There are at least 80 movie theaters scattered across Chicago, but not a single one of them is located in Englewood, the very real neighborhood at the center of Spike Lee's Chi-Raq.
Chi-Raq is Lee's retelling of Aristophanes' Lysistrata, the story of a Greek woman who plots to end the Peloponnesian War by convincing the women of Athens to go on a citywide sex strike. The film replaces ancient Greece with modern-day Chicago and the two warring Greek states are reimagined as two gangs.
The Spartans, led by local rapper Chi-Raq (Nick Cannon,) and the Trojans, led by the one-eyed Cyclops (Wesley Snipes) do battle with one another on the streets of Englewood while Lysistrata (Teyonah Parrish) fights to spread her message: "No piece, no pussy." The film's title borrows its controversial title from the monicker the city of Chicago has gained in light of a record-breaking number of shootings and gun-related deaths.

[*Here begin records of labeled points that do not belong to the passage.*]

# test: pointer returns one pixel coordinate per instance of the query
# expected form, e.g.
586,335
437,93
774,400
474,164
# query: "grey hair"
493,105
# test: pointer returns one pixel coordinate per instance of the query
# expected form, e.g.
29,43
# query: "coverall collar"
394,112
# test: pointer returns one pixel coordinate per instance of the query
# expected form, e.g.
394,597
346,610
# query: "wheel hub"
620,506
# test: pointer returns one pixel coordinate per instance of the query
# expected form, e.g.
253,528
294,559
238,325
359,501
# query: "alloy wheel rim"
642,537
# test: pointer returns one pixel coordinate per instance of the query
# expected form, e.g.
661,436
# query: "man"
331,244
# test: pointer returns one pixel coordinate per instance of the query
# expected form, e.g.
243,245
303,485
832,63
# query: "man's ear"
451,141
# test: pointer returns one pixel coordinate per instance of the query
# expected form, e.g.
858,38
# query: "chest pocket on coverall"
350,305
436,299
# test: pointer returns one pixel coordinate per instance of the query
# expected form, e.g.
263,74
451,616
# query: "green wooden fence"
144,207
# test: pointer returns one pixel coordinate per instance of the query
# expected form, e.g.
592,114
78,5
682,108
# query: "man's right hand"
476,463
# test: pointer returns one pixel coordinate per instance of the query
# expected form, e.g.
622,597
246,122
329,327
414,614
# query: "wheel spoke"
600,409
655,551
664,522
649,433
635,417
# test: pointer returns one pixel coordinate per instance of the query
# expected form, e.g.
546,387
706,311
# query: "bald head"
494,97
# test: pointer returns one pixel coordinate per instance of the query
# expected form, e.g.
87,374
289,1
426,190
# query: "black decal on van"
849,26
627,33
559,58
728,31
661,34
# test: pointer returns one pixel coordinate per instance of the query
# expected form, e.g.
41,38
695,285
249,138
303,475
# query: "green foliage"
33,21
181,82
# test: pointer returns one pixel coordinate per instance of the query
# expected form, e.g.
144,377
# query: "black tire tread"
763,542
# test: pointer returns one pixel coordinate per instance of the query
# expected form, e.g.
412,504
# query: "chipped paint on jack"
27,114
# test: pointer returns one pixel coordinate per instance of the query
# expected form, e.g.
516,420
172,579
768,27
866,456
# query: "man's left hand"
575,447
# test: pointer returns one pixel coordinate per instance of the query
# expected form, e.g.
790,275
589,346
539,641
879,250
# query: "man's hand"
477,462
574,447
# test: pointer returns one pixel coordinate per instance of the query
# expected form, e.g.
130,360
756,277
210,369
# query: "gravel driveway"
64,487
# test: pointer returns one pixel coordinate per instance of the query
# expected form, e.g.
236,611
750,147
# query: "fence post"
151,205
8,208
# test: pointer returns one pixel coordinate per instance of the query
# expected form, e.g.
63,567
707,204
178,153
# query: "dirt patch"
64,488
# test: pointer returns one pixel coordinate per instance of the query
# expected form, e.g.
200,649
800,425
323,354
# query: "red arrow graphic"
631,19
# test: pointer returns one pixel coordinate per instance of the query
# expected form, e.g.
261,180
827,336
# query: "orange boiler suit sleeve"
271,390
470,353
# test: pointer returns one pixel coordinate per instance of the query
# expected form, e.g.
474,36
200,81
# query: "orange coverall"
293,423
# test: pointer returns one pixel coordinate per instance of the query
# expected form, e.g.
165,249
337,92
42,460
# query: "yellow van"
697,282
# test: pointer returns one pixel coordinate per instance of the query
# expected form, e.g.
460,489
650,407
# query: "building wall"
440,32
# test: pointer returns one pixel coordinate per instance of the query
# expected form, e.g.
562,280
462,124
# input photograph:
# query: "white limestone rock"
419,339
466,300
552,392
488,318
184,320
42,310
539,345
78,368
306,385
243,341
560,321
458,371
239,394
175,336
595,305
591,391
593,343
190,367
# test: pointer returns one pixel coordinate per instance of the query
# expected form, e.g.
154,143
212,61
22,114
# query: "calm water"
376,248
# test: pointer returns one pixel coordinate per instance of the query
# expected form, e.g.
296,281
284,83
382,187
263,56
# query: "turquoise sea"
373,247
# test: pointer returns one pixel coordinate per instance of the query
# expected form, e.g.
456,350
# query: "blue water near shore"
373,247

Lee's movie has drawn praise and criticism alike for being one of the director's most stringing piece of agitprop in years. Though many critics are praising it for being an artful, raw addition to the long line of black productions of Lysistrata, many Chicagoans themselves have expressed dismay and outrage that Lee would superimpose the satirist play onto real-world violence that plagues Chicago.
Seemingly left out of this conversation, however, are the actual residents of Englewood, which Chi-Raq substitutes for Lysistrata's Athens. Put frankly: people living in Englewood can't actually see the film in their neighborhood because there aren't any theaters for them to go to. Considering that similar problems plagued the release of Straight Outta Compton, it would appear that history, unfortunately, is repeating itself.
As Vocativ points out, the decline of manufacturing jobs coupled with widespread white flight drained Englewood of much of its economic resources and residents that would attract businesses to set up shop. The result, in terms of viable movie theaters, is a virtual desert for movie goers.
While access to movie theaters isn't nearly as important as easy access to fresh food, stable housing, and education (all problems plaguing Englewood,) there's something to be said for giving the neighborhood's residents a chance to participate in a broader cultural conversation about them.